The day after, he was on his way to another gurdwara with his brother when he saw two people running and yelling, “There’s a bomb out there.”
He said he thought they were lying but soon police came and rushed them inside the building. They had found another IED, but this one failed to explode.
Soon after, the community received an ultimatum from IS to leave the country within 10 days.
“Leave or die, IS said,” according to the Sikh man. The community, he said, was living in perpetual fear.
“When they go out, they don’t stay long. They do their job, finish as soon as they can, and return home,” he said.
This is not the first time IS has targeted these minorities. IS militants killed 17 Afghan Sikh and Hindu community leaders in an attack in the eastern city of Jalalabad in 2018. At the time, the community leaders were on their way to meet President Ashraf Ghani.

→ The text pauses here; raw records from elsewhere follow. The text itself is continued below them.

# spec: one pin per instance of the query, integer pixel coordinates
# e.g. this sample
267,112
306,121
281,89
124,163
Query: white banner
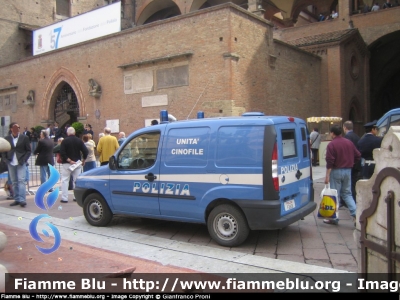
88,26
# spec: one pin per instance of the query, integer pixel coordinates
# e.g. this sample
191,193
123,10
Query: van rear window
288,143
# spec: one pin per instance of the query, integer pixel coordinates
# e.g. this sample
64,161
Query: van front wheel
96,210
227,225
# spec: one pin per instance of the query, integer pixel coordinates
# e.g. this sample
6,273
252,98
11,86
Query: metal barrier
33,173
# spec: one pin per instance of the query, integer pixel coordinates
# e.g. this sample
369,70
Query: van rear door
293,166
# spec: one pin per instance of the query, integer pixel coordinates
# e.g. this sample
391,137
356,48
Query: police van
234,174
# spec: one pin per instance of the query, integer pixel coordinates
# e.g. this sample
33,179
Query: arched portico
56,83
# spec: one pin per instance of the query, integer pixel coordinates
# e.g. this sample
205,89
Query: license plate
290,204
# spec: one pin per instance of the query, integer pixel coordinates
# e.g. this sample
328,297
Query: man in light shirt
16,160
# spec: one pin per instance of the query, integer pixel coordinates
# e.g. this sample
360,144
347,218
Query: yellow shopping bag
329,205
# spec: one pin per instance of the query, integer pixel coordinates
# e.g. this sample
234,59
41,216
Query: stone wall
230,58
376,220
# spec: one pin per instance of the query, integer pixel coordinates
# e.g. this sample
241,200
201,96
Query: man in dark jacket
356,170
72,150
366,145
16,160
44,150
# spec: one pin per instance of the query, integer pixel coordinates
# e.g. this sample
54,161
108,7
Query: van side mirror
112,163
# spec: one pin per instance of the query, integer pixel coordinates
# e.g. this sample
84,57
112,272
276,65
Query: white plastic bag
329,205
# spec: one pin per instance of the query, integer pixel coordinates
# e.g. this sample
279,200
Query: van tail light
274,164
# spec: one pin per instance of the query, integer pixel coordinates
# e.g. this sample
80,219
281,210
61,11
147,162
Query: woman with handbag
315,141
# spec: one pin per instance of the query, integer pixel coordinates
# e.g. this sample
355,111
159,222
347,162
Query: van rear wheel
227,225
96,210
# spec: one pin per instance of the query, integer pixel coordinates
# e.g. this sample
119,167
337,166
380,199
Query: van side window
140,152
395,120
187,147
240,146
303,134
289,143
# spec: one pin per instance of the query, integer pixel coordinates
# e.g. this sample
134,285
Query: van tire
227,226
96,210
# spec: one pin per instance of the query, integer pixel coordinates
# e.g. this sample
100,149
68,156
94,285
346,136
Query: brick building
186,56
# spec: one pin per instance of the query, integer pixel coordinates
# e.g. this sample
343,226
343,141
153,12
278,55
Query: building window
62,7
354,66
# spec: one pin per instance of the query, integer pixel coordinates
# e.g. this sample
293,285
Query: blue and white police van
234,174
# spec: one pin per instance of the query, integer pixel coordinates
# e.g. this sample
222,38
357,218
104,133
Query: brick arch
60,76
150,7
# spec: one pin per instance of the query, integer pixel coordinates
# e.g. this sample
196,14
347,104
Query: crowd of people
70,151
348,158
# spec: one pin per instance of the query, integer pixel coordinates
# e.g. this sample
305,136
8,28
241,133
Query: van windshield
140,152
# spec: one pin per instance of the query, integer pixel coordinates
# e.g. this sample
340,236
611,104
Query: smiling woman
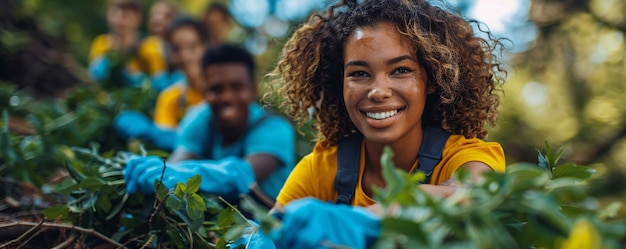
402,74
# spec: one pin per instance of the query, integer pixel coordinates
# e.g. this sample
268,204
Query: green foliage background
577,62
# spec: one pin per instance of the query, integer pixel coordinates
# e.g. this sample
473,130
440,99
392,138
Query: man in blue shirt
230,141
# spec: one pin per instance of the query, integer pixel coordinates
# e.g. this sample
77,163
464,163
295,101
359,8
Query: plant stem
56,225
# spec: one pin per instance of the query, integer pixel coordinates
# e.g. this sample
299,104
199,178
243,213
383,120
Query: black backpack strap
431,149
348,159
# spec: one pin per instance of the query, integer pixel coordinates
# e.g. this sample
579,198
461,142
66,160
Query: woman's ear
430,89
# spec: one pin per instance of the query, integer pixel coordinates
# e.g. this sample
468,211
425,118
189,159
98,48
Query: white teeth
381,115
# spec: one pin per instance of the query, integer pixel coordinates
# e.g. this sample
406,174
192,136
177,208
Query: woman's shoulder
460,150
460,142
323,155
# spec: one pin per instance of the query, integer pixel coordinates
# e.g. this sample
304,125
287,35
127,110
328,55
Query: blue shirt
273,135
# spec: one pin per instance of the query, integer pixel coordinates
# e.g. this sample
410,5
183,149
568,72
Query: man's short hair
228,53
132,5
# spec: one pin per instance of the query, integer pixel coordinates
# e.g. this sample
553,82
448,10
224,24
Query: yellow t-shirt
150,57
314,175
172,106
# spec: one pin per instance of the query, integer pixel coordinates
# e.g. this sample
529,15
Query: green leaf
193,184
235,232
56,212
173,202
180,190
92,183
226,217
161,193
176,236
74,173
118,207
66,187
610,211
104,203
573,170
542,160
195,206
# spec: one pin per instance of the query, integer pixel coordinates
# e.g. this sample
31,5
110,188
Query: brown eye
358,74
402,70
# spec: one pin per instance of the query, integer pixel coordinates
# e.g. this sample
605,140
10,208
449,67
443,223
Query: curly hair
462,68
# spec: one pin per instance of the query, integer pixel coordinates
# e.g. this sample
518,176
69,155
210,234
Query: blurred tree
568,87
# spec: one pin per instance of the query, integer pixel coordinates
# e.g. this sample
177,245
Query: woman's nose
379,91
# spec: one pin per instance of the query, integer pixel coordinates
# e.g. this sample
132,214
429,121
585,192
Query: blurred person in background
217,21
188,40
122,57
236,146
161,15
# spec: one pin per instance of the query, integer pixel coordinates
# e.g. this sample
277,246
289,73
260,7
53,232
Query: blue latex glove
253,238
99,68
311,223
229,176
132,124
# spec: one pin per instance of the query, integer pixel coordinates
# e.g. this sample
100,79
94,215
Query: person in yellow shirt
161,14
373,73
122,56
188,41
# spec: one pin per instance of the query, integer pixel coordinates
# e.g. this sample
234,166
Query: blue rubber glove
311,223
253,238
229,176
132,124
99,68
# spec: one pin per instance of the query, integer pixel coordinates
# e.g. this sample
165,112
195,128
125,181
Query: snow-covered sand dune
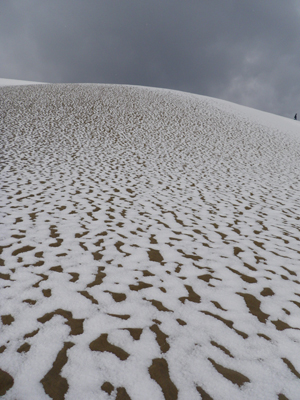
150,246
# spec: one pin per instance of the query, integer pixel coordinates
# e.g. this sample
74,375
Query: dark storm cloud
242,51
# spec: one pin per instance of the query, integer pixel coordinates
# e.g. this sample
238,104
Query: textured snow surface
149,246
14,82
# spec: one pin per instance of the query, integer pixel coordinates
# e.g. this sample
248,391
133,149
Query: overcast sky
243,51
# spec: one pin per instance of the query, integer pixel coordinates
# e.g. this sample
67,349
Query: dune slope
149,246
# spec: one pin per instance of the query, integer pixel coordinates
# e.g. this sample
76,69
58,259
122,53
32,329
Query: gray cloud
246,52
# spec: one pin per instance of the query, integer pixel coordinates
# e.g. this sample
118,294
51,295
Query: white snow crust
149,246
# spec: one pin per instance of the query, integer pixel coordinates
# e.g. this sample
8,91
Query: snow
150,246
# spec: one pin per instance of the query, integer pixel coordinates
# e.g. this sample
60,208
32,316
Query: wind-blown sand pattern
149,246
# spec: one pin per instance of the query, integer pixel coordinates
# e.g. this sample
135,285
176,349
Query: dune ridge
149,246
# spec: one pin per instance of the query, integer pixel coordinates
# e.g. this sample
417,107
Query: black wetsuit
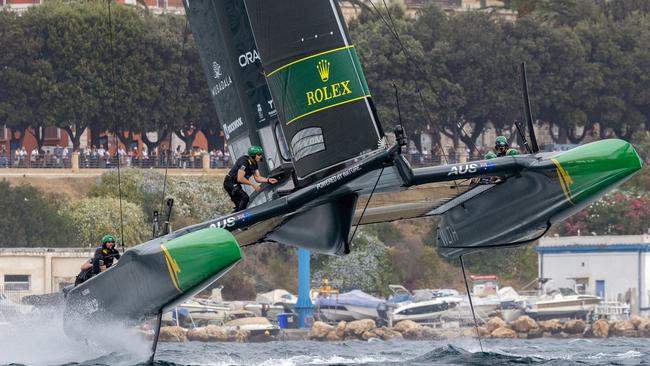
102,257
235,190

The successive attacks and ongoing threats have led a group of Sikh activists in the United States to take up the cause of Afghanistan’s persecuted Hindus and Sikhs. In a letter sent to the U.S. government and the United Nations high commissioner for refugees, they have urged the two entities to urgently evacuate Sikhs and Hindus living in Afghanistan and grant them immediate refugee status or risk a genocide.
“Move Afghan Sikhs and Hindus to a safe zone outside of Afghanistan, where further refugee screening eligibility can be conducted,” they said.
The letter, which is signed by 19 groups, including some Jewish, Christian and Muslim groups, requests “immediate intervention” on behalf of the Hindus and Sikhs whom, it says, “are facing a horrific choice between exodus and extinction.”
Rajdeep Jolly, one of the American attorneys who wrote the letter, said the request was in line with current U.S. law.
“We’re not asking for something that is impossible for the U.S. to do. They have the legal authority under existing refugee law to fast track Afghan Sikhs and Hindus for refugee protection. They just need the political will.”
He added that Sikh activists in Canada and some European countries were also pushing their governments for similar measures.
Sikh activists worry that the impending withdrawal of U.S. and NATO forces from Afghanistan, as promised in a deal signed between the U.S. and Taliban earlier this year, will leave the small indigenous communities even more vulnerable.
“It’s a moral imperative for the U.S. and the international community to evacuate them to safety before additional lives are lost,” Jolly said.